Federal Deputy for the Paraíba
- In office 1 February 2003 – 31 January 2019

State representative for Paraíba
- In office 1 February 1995 – 31 January 2003

Personal details
- Born: 13 February 1945 (age 81) Soledade, Paraíba, Brazil
- Party: PT

= Luiz Couto =

Brazilian politician (born 1945)

Luiz Albuquerque Couto (born 13 February 1945) is a Brazilian politician as well as a university professor and Catholic priest. He has spent his political career representing his home state of Paraíba, having served as state representative from 2003 to 2019.

==Personal life==
Couto was born to Antônio Joaquim de Couto and Elisa Leopoldina de Albuquerque. His parents were landless farmers and Couto grew up in a poor environment. He is an alumnus of the Federal University of Paraíba. Couto attended seminary from 1974 to 1978, and on 19 December 1978 Couto was ordained to the Catholic priesthood. Couto has also worked as a professor, teaching theology, anthropology, and philosophy at various universities in Paraíba. On 22 December 2018 Couto celebrated mass commemorating 40 years of him being a priest. Couto is a proponent of Liberation theology.
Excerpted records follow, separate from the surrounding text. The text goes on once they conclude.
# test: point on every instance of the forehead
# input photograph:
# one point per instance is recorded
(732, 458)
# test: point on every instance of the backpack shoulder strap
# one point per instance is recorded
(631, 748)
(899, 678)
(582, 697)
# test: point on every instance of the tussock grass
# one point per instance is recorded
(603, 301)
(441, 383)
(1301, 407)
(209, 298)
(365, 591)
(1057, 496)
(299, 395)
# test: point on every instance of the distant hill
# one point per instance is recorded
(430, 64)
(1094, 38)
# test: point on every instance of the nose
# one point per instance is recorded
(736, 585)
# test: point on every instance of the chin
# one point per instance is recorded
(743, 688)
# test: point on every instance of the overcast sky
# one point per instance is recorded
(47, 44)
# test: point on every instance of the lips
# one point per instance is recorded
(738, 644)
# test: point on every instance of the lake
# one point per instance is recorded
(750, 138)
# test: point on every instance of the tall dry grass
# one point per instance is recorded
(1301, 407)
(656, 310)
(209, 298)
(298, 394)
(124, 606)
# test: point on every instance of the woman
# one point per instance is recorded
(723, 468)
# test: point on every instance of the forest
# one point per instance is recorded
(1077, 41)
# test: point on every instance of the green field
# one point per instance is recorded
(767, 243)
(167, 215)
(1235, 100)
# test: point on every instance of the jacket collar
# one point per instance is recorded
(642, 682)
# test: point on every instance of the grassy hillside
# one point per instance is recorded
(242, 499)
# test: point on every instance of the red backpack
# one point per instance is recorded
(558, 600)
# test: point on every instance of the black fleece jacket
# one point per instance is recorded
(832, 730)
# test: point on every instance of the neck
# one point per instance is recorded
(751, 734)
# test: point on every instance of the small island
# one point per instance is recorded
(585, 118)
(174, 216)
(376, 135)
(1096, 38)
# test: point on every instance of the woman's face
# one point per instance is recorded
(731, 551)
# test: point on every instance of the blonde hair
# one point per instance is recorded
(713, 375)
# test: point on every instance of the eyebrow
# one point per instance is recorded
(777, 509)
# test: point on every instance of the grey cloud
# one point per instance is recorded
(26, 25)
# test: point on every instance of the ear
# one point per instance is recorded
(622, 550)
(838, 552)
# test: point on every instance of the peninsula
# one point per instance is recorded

Despite the Catholic church's teachings regarding homosexuality, Couto has spoken against the discrimination of LGBTQ individuals in Brazil and has also encouraged the use of condoms as a way to prevent HIV/AIDs. Because of his defense of the usage of condoms, Couto was suspended from the duties of the priesthood in 2009.

==Political career==
Couto voted against the impeachment motion of then-president Dilma Rousseff. Couto voted against the 2017 Brazilian labor reform, and he would vote in favor of a corruption investigation into Rousseff's successor Michel Temer.

Couto was investigated in December 2018 for alleged irregularities in campaign finance during the 2018 Brazilian general election.